[Histonet] Dionized vs distilled water

Gary Gill garygill <@t> dcla.com
Tue Oct 28 12:03:29 CST 2003


Last I read, no one has ever seen 100% pure water.
 
Gary Gill
-----Original Message-----
From: Morken, Tim - Labvision [mailto:tpmorken <@t> labvision.com]
Sent: Tuesday, October 28, 2003 12:53 PM
To: 'JCarpenter764 <@t> aol.com'; histonet <@t> lists.utsouthwestern.edu
Subject: RE: [Histonet] Dionized vs distilled water


Distilled water is classically produced by heating water to evaporation and
subsequent condensing on a cold surface.
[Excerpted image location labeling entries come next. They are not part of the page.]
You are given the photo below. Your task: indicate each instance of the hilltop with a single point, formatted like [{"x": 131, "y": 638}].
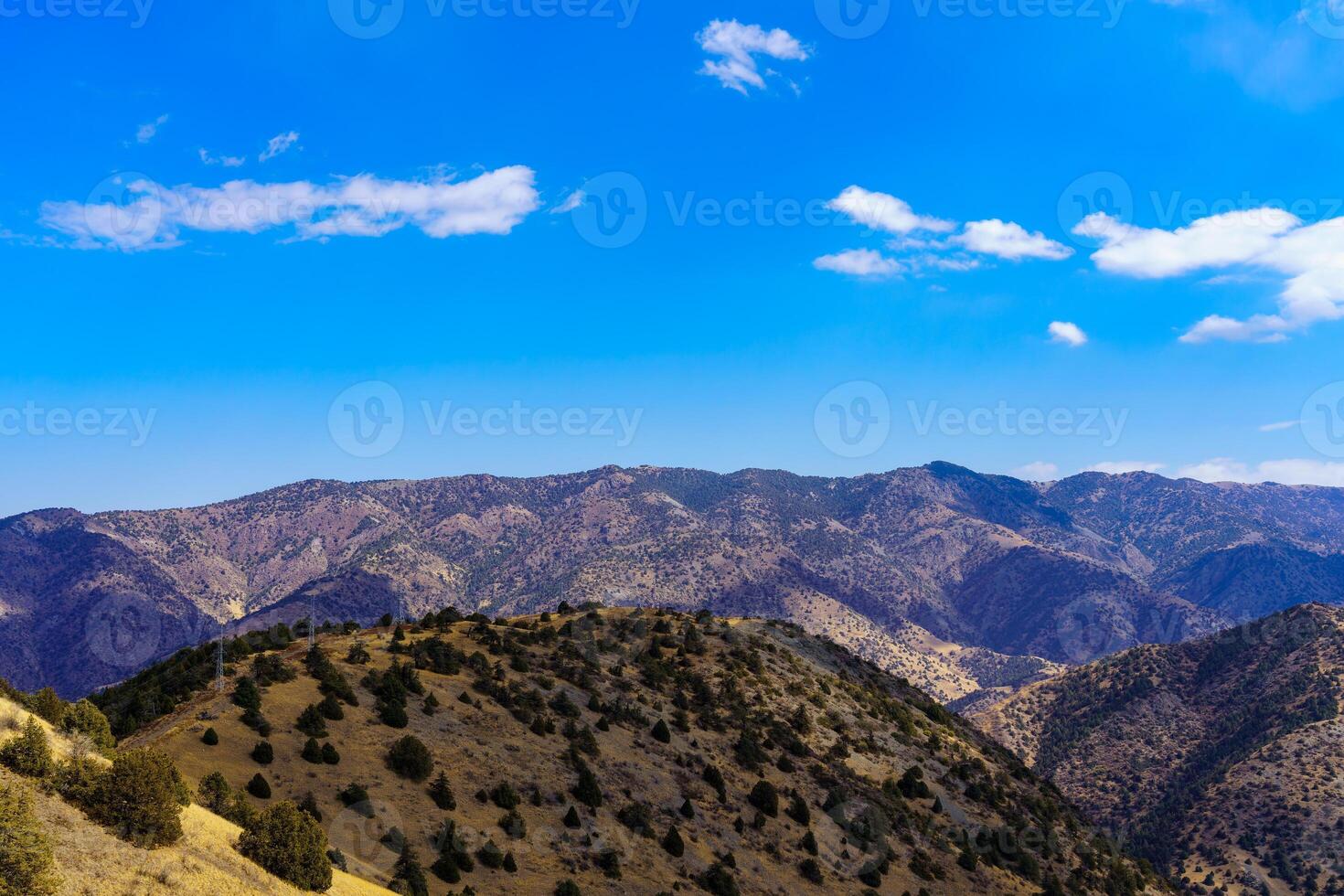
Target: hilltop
[
  {"x": 1220, "y": 756},
  {"x": 631, "y": 752}
]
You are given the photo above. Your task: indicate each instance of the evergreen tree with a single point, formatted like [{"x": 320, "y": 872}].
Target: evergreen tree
[
  {"x": 765, "y": 798},
  {"x": 289, "y": 844},
  {"x": 408, "y": 875},
  {"x": 27, "y": 864},
  {"x": 443, "y": 793},
  {"x": 215, "y": 795},
  {"x": 142, "y": 798},
  {"x": 411, "y": 758},
  {"x": 28, "y": 752},
  {"x": 258, "y": 787},
  {"x": 674, "y": 844},
  {"x": 311, "y": 721},
  {"x": 331, "y": 709}
]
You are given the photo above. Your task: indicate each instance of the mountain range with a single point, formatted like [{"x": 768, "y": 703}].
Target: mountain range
[
  {"x": 1217, "y": 759},
  {"x": 961, "y": 581}
]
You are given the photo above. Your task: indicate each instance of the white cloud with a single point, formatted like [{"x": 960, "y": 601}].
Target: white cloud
[
  {"x": 1067, "y": 334},
  {"x": 146, "y": 132},
  {"x": 155, "y": 217},
  {"x": 1009, "y": 240},
  {"x": 1309, "y": 255},
  {"x": 1117, "y": 468},
  {"x": 1286, "y": 472},
  {"x": 279, "y": 144},
  {"x": 859, "y": 262},
  {"x": 1037, "y": 472},
  {"x": 571, "y": 203},
  {"x": 884, "y": 212},
  {"x": 228, "y": 162},
  {"x": 737, "y": 46}
]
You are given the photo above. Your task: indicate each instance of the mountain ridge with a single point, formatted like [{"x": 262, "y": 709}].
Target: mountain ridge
[{"x": 1064, "y": 571}]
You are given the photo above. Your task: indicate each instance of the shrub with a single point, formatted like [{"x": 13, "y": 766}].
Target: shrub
[
  {"x": 411, "y": 758},
  {"x": 489, "y": 855},
  {"x": 588, "y": 790},
  {"x": 258, "y": 787},
  {"x": 28, "y": 752},
  {"x": 408, "y": 875},
  {"x": 504, "y": 795},
  {"x": 311, "y": 721},
  {"x": 392, "y": 713},
  {"x": 765, "y": 798},
  {"x": 674, "y": 844},
  {"x": 331, "y": 709},
  {"x": 27, "y": 864},
  {"x": 215, "y": 795},
  {"x": 443, "y": 793},
  {"x": 248, "y": 695},
  {"x": 357, "y": 798},
  {"x": 140, "y": 798},
  {"x": 291, "y": 845},
  {"x": 86, "y": 719}
]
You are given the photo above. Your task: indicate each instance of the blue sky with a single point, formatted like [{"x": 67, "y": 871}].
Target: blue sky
[{"x": 243, "y": 246}]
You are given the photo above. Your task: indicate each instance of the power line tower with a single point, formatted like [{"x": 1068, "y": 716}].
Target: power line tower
[{"x": 219, "y": 660}]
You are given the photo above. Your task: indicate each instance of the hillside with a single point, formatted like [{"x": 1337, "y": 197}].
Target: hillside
[
  {"x": 886, "y": 563},
  {"x": 1220, "y": 755},
  {"x": 91, "y": 860},
  {"x": 778, "y": 758}
]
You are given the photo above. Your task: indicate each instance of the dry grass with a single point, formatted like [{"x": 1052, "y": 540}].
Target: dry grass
[{"x": 94, "y": 863}]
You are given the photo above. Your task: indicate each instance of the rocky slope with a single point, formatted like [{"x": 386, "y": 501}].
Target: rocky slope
[
  {"x": 784, "y": 763},
  {"x": 1220, "y": 758},
  {"x": 887, "y": 563}
]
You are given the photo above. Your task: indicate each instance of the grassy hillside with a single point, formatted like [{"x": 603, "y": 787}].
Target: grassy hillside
[
  {"x": 783, "y": 763},
  {"x": 91, "y": 860}
]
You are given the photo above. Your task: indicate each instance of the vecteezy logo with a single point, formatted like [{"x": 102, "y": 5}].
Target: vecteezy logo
[
  {"x": 123, "y": 630},
  {"x": 368, "y": 19},
  {"x": 1326, "y": 17},
  {"x": 357, "y": 832},
  {"x": 1101, "y": 191},
  {"x": 1085, "y": 632},
  {"x": 614, "y": 209},
  {"x": 368, "y": 420},
  {"x": 854, "y": 19},
  {"x": 1323, "y": 420},
  {"x": 854, "y": 420}
]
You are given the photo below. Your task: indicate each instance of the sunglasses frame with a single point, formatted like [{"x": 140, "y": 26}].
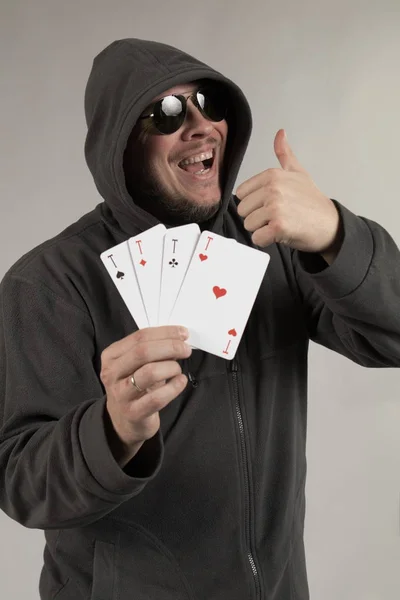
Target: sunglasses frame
[{"x": 184, "y": 100}]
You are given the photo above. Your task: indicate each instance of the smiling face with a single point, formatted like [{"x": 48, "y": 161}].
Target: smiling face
[{"x": 154, "y": 176}]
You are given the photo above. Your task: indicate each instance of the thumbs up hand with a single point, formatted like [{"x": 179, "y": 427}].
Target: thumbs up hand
[{"x": 285, "y": 206}]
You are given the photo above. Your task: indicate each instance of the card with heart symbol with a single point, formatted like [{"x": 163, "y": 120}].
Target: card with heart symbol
[
  {"x": 218, "y": 293},
  {"x": 207, "y": 282}
]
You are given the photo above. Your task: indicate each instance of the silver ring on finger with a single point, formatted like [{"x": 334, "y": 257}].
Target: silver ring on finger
[{"x": 135, "y": 385}]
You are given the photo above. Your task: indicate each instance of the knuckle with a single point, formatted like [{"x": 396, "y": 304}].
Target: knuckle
[
  {"x": 148, "y": 371},
  {"x": 139, "y": 336},
  {"x": 154, "y": 400},
  {"x": 141, "y": 352}
]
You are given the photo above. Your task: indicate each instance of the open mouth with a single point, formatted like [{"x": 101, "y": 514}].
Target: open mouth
[{"x": 199, "y": 168}]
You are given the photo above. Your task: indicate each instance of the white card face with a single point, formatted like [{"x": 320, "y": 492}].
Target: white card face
[
  {"x": 146, "y": 251},
  {"x": 118, "y": 262},
  {"x": 218, "y": 293},
  {"x": 179, "y": 245}
]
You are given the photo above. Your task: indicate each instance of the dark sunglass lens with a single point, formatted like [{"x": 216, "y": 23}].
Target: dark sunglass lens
[
  {"x": 169, "y": 114},
  {"x": 212, "y": 103}
]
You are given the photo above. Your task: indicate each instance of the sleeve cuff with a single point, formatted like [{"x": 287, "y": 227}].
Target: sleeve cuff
[
  {"x": 351, "y": 264},
  {"x": 101, "y": 463}
]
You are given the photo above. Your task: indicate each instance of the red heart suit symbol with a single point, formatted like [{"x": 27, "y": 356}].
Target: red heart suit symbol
[{"x": 219, "y": 292}]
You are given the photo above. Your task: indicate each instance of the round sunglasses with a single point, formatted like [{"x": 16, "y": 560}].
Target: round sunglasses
[{"x": 169, "y": 113}]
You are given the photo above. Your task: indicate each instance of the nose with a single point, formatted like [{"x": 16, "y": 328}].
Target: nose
[{"x": 195, "y": 124}]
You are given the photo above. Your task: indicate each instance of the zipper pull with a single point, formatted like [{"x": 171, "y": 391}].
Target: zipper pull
[
  {"x": 192, "y": 379},
  {"x": 234, "y": 366}
]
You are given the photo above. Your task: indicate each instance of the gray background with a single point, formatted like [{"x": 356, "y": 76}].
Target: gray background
[{"x": 330, "y": 77}]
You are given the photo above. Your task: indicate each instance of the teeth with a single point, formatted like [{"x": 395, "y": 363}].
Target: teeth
[{"x": 199, "y": 158}]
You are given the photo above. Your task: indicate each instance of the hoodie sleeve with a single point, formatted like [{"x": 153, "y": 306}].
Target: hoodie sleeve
[
  {"x": 56, "y": 467},
  {"x": 353, "y": 305}
]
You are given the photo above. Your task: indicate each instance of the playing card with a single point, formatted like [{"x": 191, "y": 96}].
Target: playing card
[
  {"x": 118, "y": 262},
  {"x": 218, "y": 293},
  {"x": 146, "y": 251},
  {"x": 179, "y": 245}
]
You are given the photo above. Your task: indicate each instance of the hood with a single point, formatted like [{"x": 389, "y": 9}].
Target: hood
[{"x": 125, "y": 77}]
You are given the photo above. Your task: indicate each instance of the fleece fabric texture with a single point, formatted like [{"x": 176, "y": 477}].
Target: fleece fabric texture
[{"x": 213, "y": 506}]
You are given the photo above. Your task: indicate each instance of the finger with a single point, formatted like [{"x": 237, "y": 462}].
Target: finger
[
  {"x": 285, "y": 154},
  {"x": 257, "y": 219},
  {"x": 148, "y": 334},
  {"x": 264, "y": 236},
  {"x": 154, "y": 373},
  {"x": 150, "y": 352},
  {"x": 252, "y": 202},
  {"x": 156, "y": 400},
  {"x": 250, "y": 185}
]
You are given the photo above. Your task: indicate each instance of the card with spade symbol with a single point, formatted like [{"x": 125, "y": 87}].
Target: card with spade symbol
[
  {"x": 118, "y": 262},
  {"x": 218, "y": 293}
]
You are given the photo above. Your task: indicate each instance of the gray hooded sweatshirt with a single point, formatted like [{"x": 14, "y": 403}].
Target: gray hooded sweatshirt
[{"x": 212, "y": 507}]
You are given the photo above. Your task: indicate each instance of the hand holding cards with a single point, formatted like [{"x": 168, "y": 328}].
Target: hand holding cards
[{"x": 205, "y": 282}]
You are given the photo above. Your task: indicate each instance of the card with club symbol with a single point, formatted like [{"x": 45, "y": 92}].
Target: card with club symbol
[{"x": 179, "y": 276}]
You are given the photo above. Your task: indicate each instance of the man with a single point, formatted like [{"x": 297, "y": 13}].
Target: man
[{"x": 158, "y": 471}]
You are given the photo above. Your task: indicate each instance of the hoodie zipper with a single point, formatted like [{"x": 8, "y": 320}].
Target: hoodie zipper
[
  {"x": 192, "y": 379},
  {"x": 243, "y": 454}
]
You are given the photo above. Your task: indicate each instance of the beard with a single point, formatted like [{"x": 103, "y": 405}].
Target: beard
[{"x": 171, "y": 209}]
In the process most impurities are
either evaporated off ahead of the water (in the case of most organics), or
left behind (in the case of minerals). The water is also effectively
deionized because the salts are left behind. It is fairly pure water. To get
very pure water it needs to be re-distilled several times.
 
Deionized water is classically passed through a salt bed or ionized resin
bed that captures the mineral ions (ie, a "water softener"). The water is
not necessarily pure, however, especially in regards to organic chemicals.
Reverse osmosis is also used now days to deionize water.
 
 
High quality water systems these days are some combination of filters,
distillation, deionizing resins and reverse osmosis. 
 
Tim Morken
 
-----Original Message-----
From: JCarpenter764 <@t> aol.com [mailto:JCarpenter764 <@t> aol.com] 
Sent: Tuesday, October 28, 2003 7:45 AM
To: histonet <@t> lists.utsouthwestern.edu
Subject: [Histonet] (no subject)
 
while studying for my exam on the different fixatives and there
ingredients....i have noticed that some call for distilled water and some
use the term deionized water.  Is there a difference?